The seven minute closer is broken up into a few distinct parts, each one capitalizing on a different aspect of the band; it starts off softly, a logical proression from the preceding song, “The Queen.” It’s pretty, and it’s a slow build. Now, while they may never write a better closer than The Lack Long After‘s “I’ll Get By,” “Say Nothing” proves they’re still going to try. When “Say Nothing” collapses on itself three minutes in and Kyle Durfey screams – really screams, in a way not heard at all on the album until that point – that he’ll just “say nothing some more,” it hits in a similar way to “I’ll Get By”‘s declaration that “I want to swallow / I want to stomach / I want to live.”

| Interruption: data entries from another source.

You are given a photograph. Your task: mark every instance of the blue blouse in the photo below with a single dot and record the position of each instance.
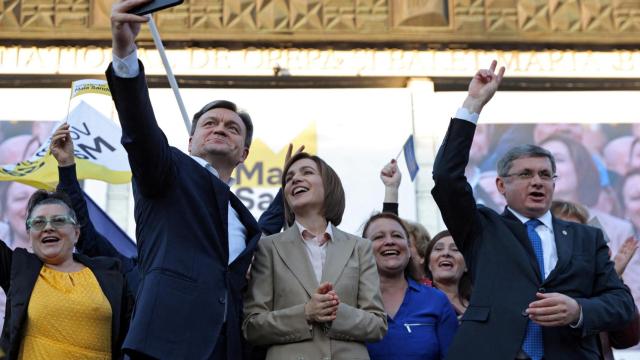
(422, 329)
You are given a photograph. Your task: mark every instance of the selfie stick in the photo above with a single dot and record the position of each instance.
(170, 76)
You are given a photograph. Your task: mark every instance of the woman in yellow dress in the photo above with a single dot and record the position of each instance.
(60, 305)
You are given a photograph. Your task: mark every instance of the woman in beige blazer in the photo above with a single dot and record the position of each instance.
(314, 291)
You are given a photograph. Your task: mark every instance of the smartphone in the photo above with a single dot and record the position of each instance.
(153, 6)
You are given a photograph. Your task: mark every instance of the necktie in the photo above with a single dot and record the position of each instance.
(533, 344)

The last two minutes of the song are comprised of fading guitars, giving you some room to breathe after the previous forty-two minutes of catharsis. It’s a reprieve you’ll need. While Keep You may not be quite as emotionally draining as the band’s sophomore effort, it’s a powerful album nonetheless. It’s proof that Pianos Become the Teeth can be successful in creating a genuine, moving, beautiful album without sticking to their normal sounds and heaviness. It’s truly proof that they are a multidimensional band. Does it top their previous material? It’s a bit early to say. But even if it doesn’t, it doesn’t need to – Keep You is a masterpiece in its own right, and it’s truly the sound of a band growing into themselves.